Fisher test to aggregate p-values in a simulation (from Wilcoxon rank-sum tests )- interpret correctly null-hypothesis

19 Views Asked by At

I got contradictory results between p-values in single trials, obtained with Wilcoxon test, and Fisher's p-value, obtained from a simulation over 1000 trials.

I am confused about correctly interpreting the null-hypothesis and p_values obtained from a simulation. Can you please explain and help in interpreting results, and correct wrong ideas ? I don't feel to have yet solid background in statistics, grateful if you can help in grasping key concepts better and design an experiment that actually test what I meant to test.

Consider this experiment:

I have a list of sequences associated to two different contexts:

  • context_1 - [[33, 33], [33], [23, 36, 35], ...]
  • context_2 - [[356, 122, 45], ... ]

Those numbers represent how common tokens are in a sequence, observed for a given context (you may think that the sequence is like a sentence that encode the frequencies of observed words, e.g. if "apple" is frequent 33 times in a vocabulary, then 33, 33 encode apple, apple ". I am working with animal sounds).

Null hypothesis :

  • sequences follows a similar distribution

Alternate:

  • sequences do not follow a similar distribution

I am using Wilcoxon rank-sum test. As control experiment, I compare the samples belonging to the same context (say, context_1), and run a simulation for n times (say, n=1000).

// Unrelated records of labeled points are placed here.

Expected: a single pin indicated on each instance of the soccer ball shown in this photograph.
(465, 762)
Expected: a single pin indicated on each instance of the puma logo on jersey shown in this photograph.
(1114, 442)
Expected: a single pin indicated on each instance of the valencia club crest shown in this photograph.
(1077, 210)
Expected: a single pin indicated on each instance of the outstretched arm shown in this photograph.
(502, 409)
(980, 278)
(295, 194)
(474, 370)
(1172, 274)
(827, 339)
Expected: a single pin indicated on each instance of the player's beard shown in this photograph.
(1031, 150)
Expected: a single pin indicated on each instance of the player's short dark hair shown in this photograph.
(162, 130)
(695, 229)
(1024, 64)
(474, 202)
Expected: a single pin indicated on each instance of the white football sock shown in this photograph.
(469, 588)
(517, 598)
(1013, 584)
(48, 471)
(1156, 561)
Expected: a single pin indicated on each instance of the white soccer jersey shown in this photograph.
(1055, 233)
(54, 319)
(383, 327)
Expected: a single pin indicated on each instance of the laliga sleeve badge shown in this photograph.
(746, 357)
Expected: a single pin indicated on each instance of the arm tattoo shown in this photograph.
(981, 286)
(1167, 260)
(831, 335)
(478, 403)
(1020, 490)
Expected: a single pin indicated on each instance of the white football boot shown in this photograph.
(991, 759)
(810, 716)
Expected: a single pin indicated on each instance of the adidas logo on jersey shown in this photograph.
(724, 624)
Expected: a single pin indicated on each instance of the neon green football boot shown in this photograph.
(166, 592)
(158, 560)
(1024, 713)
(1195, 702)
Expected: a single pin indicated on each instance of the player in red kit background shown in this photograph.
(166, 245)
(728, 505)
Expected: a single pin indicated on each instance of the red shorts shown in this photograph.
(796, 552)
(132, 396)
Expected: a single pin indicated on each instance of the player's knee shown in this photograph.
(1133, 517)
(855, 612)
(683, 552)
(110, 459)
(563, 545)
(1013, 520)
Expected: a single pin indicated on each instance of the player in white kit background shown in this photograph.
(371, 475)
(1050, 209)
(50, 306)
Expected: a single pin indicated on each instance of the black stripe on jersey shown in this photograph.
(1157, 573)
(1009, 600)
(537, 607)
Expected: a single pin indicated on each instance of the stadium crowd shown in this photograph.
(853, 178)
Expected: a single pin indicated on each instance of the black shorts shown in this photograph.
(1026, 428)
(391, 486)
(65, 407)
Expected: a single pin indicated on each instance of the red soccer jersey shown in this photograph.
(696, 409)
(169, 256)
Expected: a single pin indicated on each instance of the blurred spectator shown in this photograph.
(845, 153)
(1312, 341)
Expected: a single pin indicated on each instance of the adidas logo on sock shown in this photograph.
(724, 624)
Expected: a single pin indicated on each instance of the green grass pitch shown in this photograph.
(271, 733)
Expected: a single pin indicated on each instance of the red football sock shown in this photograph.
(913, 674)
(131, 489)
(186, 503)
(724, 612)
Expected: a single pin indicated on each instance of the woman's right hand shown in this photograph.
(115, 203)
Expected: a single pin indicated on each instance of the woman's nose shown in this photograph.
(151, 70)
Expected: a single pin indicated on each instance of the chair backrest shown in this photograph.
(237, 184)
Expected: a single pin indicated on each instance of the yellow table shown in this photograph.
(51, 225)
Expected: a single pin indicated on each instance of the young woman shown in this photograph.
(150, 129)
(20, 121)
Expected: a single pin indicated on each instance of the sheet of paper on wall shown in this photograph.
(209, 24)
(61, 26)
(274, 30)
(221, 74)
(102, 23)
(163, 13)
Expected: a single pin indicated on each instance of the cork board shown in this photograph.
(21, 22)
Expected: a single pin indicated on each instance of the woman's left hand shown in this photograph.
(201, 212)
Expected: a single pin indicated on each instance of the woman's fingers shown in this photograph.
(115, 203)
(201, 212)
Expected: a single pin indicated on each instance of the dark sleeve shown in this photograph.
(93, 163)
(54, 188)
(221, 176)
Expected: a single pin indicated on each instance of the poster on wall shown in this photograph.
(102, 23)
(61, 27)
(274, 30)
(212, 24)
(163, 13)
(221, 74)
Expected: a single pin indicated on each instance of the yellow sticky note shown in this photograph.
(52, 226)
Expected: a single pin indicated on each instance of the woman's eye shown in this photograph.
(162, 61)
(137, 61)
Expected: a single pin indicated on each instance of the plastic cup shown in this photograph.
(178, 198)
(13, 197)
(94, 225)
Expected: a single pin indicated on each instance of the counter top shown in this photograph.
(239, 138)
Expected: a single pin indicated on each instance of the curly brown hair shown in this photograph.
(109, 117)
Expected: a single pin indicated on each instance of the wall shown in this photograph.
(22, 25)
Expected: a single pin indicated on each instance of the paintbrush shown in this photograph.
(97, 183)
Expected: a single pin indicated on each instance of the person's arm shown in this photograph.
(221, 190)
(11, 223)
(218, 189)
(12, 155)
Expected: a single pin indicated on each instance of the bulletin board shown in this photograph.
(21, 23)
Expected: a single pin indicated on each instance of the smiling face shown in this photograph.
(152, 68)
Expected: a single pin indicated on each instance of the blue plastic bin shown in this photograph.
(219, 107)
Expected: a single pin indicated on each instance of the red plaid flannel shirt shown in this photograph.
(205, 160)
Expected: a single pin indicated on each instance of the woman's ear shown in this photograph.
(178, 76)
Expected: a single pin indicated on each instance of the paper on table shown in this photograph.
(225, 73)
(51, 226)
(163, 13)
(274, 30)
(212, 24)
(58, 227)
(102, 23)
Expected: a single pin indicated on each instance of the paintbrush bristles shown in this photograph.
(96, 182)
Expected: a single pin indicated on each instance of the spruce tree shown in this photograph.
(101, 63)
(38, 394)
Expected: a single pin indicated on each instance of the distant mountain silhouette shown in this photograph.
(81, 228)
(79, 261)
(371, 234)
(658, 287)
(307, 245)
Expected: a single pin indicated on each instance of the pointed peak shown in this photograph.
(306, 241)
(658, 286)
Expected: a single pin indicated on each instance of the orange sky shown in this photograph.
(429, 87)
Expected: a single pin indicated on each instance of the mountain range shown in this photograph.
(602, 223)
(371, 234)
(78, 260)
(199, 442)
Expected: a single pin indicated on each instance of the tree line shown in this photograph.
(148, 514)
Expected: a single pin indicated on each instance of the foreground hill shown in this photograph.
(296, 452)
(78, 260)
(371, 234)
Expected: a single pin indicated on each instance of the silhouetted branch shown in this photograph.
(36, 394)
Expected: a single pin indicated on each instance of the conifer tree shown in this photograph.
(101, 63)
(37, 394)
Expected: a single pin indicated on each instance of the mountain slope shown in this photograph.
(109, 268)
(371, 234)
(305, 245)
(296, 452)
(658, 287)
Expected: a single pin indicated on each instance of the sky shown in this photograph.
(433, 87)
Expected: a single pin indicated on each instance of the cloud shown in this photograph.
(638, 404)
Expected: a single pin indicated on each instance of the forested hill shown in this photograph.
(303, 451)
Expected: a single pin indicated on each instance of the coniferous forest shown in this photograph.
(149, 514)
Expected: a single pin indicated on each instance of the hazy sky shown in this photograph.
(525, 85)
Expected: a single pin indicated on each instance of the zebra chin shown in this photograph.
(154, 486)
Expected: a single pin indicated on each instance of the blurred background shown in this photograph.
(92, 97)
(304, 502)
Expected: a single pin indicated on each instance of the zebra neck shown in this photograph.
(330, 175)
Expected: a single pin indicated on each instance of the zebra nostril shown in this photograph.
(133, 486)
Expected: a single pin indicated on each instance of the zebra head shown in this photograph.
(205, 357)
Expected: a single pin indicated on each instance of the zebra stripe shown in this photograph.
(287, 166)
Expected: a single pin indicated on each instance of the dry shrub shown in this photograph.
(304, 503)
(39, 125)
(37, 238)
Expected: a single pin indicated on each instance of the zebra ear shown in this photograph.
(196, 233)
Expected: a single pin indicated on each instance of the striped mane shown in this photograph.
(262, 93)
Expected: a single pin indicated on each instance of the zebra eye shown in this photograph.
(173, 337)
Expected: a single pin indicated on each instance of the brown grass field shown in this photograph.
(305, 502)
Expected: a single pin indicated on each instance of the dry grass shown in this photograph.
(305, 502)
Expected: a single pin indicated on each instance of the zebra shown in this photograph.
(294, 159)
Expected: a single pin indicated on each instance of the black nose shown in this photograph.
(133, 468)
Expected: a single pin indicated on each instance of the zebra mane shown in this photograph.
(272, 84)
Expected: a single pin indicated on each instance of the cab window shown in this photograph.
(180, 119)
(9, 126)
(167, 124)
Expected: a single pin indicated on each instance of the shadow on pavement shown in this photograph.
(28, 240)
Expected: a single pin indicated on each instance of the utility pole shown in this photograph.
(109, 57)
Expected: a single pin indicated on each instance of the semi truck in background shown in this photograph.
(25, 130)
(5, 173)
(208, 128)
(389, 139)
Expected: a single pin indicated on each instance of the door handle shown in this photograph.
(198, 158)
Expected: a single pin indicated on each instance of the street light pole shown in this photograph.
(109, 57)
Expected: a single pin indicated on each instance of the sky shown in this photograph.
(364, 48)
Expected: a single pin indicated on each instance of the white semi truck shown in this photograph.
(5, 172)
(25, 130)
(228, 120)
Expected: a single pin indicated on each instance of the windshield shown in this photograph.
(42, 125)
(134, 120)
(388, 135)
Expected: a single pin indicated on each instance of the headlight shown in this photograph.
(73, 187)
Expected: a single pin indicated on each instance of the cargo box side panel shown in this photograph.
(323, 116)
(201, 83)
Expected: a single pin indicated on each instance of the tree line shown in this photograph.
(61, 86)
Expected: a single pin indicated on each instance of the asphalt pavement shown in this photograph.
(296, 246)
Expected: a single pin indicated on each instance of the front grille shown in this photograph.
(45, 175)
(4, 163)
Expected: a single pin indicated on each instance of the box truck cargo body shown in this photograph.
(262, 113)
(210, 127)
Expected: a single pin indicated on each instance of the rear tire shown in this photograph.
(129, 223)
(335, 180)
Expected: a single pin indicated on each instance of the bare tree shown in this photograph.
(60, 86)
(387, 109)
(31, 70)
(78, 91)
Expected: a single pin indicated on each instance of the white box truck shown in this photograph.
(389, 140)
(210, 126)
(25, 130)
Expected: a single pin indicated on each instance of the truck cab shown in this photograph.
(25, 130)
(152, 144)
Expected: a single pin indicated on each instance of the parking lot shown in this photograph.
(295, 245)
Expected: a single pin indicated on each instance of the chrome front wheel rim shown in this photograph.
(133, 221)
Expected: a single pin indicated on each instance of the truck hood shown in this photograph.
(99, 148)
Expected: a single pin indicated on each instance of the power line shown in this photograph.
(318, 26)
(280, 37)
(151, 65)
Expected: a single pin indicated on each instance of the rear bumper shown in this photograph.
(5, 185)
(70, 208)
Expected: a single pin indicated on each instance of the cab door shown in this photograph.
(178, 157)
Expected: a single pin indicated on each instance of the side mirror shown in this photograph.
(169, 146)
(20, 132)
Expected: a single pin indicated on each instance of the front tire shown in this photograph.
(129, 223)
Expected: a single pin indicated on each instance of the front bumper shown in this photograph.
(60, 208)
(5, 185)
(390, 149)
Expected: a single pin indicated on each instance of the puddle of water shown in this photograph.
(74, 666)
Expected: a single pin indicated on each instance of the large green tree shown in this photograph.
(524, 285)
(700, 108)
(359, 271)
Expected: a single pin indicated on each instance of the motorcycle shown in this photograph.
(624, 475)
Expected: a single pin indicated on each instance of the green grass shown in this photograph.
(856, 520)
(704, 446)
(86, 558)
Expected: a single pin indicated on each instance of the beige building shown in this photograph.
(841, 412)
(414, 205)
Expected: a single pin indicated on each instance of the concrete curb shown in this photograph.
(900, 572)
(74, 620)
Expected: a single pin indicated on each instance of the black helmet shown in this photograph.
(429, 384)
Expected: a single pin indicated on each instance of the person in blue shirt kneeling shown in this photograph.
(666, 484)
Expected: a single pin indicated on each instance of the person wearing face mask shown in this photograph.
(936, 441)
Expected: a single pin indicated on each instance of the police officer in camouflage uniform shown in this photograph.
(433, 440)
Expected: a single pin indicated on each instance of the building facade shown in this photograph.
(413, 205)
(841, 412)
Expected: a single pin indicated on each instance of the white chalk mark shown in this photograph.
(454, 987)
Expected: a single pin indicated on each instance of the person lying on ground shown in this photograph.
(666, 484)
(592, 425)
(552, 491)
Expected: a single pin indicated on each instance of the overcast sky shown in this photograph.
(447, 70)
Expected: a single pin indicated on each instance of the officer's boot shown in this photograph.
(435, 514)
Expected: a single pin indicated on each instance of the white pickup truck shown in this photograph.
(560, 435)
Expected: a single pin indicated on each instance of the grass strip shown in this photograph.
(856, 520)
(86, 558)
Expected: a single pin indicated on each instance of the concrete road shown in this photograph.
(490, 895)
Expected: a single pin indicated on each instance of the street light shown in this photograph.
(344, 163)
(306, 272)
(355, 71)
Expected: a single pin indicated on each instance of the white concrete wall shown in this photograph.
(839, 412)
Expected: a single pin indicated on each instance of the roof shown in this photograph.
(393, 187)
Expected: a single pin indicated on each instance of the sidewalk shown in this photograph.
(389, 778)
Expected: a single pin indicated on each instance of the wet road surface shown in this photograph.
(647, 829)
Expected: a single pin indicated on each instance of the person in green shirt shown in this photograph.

  • Example: rank_sum([33, 33], [33]), rank_sum([33], [23, 36, 35]) , ...
  • collect the 1000 p_values

I see that majority of p-values (97%) are above 0.05, that is, I interpret that I cannot reject the null hypothesis and the single trials follows the same distribution.

Now, I want to aggregate those p_values of the simulation. I use Fishers' method.

And I found that p_value of the "aggregated" 1000 p_values is: 0.

That is, I should reject the null-hyptothesis and the samples do not come from the same ditribution.

But in fact they are.

That is confounding:

  • why I get contradictory results between the majority of single trials using Wilcoxon and the final p-value using Fisher ?
  • Is the null hypothesis I am testing with Fisher equivalent to the one I am testing with Wilcoxon, or is it another thing?

FYI: I am computing Fisher p value like this:

n = 1000 # simulation
p_values = [ rank_sum([33, 33], [33]), rank_sum([33], [23, 36, 35]) , ... ] #1000 p-values
chi2_statistic = -2 * np.sum(np.log(p_values))
degrees_of_freedom = 2 * n
fisher_p_value = 1 - chi2.cdf(chi2_statistic, degrees_of_freedom)

Ref:


Edited

If I run the simulation 1000 times against the same sequences, I have a list of 1000 p-values with all 1.0 (...they likely come from the same distribution, and if fact they are since I am comparing the same sequence over and over)

But I apply Fisher's on those p-value lists, I got 0.

  • Why is that ?
  • I am confused in interpreting the p-value of Fisher.